Montrealer Maher Arar says that U.S. authorities threatened him and held him incommunicado before shipping him off to Syria, where he was beaten and tortured during a year-long imprisonment.

Speaking publicly for the first time about his experience, Mr. Arar on Tuesday described a nightmarish litany of abuse and threats at the hands of the Syrians and said that he had spent more than 10 months in a cell the size of "a grave."

He said that he was beaten on every part of his body with a frayed electrical cable and repeatedly threatened with electric-shock torture. "At the end of the [first] day, they told me tomorrow would be worse."

"The past year has been a nightmare," he told reporters in Ottawa. "What I went through is beyond human imagination."

Mr. Arar, a Syrian-born man who came to North America as a teen and took Canadian citizenship, said that he had been summoned home from vacation by his work and, using his frequent-flyer points, had flown circuitously from Tunis to Montreal via Zurich and then New York. While in New York he caught the attention of immigration officials and was questioned at length over several days.

"They asked me about what I think about [Osama] bin Laden, Palestine, Iraq and some other issues. They also asked me about the mosques I pray in, my bank account, my e-mail addresses, my relatives, about everything. This continued on and on for eight hours."

He said he was denied a lawyer in New York, was not fed for more than 24 hours, did not get a Koran until the third day and was not allowed his first phone call until five days after his arrest.

"I was very, very worried and asked for a lawyer again and again," he said, describing the early hours of his detention. "They told me I had no right to a lawyer because I was not an American citizen."

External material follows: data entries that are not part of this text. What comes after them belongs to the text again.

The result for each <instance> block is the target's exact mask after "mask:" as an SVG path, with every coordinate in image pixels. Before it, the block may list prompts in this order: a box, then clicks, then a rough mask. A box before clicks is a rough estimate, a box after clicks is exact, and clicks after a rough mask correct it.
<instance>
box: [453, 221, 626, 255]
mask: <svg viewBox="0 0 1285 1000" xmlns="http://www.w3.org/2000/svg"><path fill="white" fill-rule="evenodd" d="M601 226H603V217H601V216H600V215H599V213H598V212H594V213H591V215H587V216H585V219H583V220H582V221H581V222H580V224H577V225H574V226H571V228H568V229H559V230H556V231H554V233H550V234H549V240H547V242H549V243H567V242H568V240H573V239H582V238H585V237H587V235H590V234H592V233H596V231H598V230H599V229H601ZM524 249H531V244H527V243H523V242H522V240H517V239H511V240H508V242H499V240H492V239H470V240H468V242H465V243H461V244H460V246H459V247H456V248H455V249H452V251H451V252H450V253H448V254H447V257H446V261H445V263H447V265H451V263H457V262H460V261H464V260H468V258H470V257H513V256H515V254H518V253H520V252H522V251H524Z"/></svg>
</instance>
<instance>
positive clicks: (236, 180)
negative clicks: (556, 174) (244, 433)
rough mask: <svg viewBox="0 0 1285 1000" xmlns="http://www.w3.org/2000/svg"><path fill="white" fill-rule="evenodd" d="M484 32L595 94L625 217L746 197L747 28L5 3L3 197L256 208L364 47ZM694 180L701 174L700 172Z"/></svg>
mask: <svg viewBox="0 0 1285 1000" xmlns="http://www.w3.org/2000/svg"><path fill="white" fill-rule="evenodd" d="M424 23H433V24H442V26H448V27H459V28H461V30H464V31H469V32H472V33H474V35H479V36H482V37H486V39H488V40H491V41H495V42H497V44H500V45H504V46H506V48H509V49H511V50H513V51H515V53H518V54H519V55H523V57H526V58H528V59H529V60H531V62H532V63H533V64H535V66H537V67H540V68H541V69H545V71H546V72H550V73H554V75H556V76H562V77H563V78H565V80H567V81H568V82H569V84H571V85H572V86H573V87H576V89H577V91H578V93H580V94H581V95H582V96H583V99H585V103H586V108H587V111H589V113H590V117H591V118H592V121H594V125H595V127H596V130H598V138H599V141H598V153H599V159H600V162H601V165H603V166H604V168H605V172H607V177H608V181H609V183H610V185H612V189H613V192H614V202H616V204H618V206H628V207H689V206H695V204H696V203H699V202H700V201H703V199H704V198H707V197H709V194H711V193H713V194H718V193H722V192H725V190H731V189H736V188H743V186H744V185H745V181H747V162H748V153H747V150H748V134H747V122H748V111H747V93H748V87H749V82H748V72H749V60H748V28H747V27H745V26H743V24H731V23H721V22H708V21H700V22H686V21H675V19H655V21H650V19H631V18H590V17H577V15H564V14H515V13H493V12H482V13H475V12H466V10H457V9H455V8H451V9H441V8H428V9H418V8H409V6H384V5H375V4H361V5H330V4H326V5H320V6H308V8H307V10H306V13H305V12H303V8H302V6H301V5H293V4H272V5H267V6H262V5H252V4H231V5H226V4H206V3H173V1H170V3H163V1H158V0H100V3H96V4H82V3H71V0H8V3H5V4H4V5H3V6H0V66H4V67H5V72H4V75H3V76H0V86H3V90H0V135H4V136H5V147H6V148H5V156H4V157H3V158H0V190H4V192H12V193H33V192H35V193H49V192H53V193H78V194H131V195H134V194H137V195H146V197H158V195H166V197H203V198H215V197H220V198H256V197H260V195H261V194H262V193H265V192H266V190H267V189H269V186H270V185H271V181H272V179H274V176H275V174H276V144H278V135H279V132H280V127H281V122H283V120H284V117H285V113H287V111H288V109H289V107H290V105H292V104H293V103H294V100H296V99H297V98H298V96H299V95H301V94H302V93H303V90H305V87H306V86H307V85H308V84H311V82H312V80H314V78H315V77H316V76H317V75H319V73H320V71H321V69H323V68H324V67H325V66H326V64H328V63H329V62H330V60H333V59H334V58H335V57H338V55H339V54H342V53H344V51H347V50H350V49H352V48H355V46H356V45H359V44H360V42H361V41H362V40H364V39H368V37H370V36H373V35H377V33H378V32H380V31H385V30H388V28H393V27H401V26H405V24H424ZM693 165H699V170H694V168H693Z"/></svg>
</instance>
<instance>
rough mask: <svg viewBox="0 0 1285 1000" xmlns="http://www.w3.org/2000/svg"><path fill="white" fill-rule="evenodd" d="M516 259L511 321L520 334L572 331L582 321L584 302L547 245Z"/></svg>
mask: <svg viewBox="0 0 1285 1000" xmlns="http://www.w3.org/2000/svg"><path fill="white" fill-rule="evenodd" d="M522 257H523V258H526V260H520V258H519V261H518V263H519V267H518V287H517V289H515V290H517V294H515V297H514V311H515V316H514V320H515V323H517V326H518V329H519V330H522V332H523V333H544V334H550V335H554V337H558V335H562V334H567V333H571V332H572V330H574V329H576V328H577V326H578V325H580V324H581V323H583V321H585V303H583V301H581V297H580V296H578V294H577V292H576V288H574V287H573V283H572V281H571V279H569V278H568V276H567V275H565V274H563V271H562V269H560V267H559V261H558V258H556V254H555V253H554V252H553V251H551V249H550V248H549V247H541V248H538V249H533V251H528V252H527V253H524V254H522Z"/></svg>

After "seven or eight" days of questioning, he said, they said that he would be deported and asked where he wanted to go. He says he chose Canada.

"They said they wanted to know why I did not want to go back to Syria. I told them I would be tortured there," Mr. Arar related Tuesday. "They told me that based on classified information, that they could not reveal to me, I would be deported to Syria. I said again that I would be tortured there."

While in New York he was visited by a Canadian consular official who assured him that his rights would be protected, but he was instead deported to the Jordanian capital of Amman, were he was met by men who were to take him to Syria.

"They blindfolded and chained me and put me in a van. They made me bend my head down, then these men started beating me. Every time I tried to talk they beat me. Every time I tried to move, I tried to talk, I tried to do anything, they beat me."

They changed cars, Mr. Arar said, and continued on to a building that turned out to be a branch of Syrian military intelligence. He spent months there without being charged, in a tiny and dark cell, urinated on by roaming cats and visited by the occasional rat.

"It was like a grave, exactly like a grave. It had no light. It was three feet wide, it was six feet deep, it was seven feet high," he described it. "I spent 10 months and 10 days in that grave."

He said that the only times he left the cell were for interrogations and for infrequent and "very frustrating" visits from Canadian consular staff, who met with him only in the presence of Syrian authorities and only after he had been warned not to say anything about his mistreatment.

After more than a year of imprisonment — during which he made several confessions that he now says were false — Mr. Arar said he was brought to a Syrian court, still without a lawyer, and listened as a prosecutor read his admission that he had trained with terrorists in Afghanistan.

"I tried to argue that I was beaten and had not gone to Afghanistan, but he did not listen," Mr. Arar said. The judicial process complete, he said he was taken to meet the head of Syrian military intelligence and a small group of Canadian diplomatic officials. His ordeal was over.

On Tuesday the soft-spoken Mr. Arar occasionally choked back tears as he spoke.

"I am not a terrorist," he said. "I am not a member of al-Qaeda and I do not know anyone who is a member of this group."